Approximation by quasi-interpolation operators and Smolyak's algorithm

TL;DR

This paper investigates the approximation of multivariate periodic functions in Besov and Triebel--Lizorkin spaces using Smolyak's algorithm with quasi-interpolation operators, providing convergence rates and characterizations.

Contribution

It introduces a new approach to approximation using Kantorovich-type quasi-interpolation operators within Smolyak's algorithm, extending convergence analysis to broad function spaces.

Findings

Derived convergence rates of the Smolyak algorithm in $L_q$-norm.

Established Littlewood--Paley-type characterizations using quasi-interpolation.
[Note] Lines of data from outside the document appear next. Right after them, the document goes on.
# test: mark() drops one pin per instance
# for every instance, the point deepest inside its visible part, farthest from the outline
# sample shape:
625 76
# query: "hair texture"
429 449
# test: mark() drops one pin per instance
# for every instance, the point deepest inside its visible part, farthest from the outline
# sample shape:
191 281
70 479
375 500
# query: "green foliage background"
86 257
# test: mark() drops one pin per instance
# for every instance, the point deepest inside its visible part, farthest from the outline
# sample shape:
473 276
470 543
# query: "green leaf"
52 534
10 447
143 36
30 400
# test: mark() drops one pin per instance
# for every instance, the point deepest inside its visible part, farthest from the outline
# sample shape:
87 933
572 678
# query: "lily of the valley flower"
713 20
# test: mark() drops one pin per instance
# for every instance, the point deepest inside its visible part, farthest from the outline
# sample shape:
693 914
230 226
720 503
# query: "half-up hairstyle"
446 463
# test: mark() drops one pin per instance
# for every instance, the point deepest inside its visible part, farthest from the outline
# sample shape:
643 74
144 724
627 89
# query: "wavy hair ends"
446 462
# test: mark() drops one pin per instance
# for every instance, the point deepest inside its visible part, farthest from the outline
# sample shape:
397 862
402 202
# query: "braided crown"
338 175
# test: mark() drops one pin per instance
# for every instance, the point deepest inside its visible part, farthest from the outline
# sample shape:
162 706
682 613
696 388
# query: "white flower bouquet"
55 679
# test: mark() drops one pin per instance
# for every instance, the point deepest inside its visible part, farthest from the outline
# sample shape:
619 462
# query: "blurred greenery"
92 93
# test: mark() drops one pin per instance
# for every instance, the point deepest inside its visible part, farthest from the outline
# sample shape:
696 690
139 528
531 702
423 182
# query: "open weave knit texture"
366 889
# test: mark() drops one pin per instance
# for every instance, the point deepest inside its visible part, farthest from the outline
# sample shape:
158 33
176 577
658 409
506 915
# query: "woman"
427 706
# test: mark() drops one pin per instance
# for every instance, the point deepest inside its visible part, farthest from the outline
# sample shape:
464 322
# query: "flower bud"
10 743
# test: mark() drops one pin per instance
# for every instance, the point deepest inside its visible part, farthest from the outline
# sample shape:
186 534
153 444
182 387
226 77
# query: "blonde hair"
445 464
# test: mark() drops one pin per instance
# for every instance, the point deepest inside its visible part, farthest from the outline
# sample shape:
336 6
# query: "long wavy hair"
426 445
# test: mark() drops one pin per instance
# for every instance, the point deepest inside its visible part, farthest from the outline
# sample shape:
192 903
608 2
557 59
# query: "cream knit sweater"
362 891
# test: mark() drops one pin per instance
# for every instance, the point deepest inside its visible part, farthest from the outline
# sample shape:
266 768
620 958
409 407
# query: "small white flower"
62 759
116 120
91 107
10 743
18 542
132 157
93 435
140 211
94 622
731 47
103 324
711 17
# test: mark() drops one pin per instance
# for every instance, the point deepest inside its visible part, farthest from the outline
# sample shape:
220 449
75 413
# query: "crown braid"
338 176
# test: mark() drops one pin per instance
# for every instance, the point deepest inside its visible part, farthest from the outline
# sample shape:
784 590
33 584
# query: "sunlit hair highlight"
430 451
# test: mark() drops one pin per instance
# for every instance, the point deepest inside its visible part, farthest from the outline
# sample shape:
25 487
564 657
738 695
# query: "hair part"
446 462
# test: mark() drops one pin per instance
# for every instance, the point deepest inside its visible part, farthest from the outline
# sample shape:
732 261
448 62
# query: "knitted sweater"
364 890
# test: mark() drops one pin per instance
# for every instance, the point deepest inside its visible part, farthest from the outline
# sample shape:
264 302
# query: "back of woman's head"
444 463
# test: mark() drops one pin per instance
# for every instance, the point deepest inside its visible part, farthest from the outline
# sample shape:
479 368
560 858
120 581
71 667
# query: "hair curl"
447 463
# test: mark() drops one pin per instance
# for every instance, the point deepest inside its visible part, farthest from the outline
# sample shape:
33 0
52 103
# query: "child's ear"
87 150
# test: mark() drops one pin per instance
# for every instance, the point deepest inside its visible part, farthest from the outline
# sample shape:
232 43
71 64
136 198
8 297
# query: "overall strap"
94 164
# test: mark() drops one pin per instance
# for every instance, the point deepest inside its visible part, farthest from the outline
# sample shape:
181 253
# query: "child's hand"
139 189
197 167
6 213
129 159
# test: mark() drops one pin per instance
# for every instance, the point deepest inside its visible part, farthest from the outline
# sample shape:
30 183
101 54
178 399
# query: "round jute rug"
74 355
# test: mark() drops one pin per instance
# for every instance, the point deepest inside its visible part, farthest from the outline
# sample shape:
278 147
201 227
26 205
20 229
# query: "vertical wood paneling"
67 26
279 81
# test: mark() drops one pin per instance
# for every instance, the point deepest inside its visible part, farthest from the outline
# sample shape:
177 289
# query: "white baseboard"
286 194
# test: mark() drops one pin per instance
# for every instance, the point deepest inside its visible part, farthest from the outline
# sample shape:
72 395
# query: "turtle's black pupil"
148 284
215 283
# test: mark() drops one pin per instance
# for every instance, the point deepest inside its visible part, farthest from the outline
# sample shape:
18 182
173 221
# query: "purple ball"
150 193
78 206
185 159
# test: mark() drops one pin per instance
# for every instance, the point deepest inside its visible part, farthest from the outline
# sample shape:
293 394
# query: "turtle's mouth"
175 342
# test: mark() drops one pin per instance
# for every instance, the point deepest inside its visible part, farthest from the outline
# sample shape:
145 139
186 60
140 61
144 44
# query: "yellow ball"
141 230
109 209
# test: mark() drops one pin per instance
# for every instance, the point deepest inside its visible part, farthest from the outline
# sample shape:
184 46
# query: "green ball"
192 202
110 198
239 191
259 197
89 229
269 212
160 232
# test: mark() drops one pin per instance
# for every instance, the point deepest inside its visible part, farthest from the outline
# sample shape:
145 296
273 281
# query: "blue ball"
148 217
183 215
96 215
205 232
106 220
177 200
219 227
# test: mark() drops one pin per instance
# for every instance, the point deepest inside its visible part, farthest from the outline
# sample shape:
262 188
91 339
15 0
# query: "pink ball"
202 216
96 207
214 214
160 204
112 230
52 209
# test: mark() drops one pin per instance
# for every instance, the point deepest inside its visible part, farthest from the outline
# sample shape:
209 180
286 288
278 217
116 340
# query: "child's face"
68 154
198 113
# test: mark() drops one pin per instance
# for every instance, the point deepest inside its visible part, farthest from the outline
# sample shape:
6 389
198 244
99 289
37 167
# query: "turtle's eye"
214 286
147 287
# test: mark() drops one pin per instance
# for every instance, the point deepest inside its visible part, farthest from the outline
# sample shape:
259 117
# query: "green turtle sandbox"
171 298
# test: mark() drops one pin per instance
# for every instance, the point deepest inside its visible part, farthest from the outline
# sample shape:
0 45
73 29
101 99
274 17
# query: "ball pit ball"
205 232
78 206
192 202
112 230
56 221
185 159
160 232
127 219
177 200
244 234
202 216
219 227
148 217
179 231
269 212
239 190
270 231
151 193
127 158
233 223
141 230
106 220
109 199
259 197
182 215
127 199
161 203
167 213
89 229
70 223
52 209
Extended approximation results to all $s>0$ and admissible $p, heta$.

Abstract

We study approximation of multivariate periodic functions from Besov and Triebel--Lizorkin spaces of dominating mixed smoothness by the Smolyak algorithm constructed using a special class of quasi-interpolation operators of Kantorovich-type. These operators are defined similar to the classical sampling operators by replacing samples with the average values of a function on small intervals (or more generally with sampled values of a convolution of a given function with an appropriate kernel). In this paper, we estimate the rate of convergence of the corresponding Smolyak algorithm in the $L_q$-norm for functions from the Besov spaces $\mathbf{B}_{p,\theta}^s(\mathbb{T}^d)$ and the Triebel--Lizorkin spaces $\mathbf{F}_{p,\theta}^s(\mathbb{T}^d)$ for all $s>0$ and admissible $1\le p,\theta\le \infty$ as well as provide analogues of the Littlewood--Paley-type characterizations of these spaces in terms of families of quasi-interpolation operators.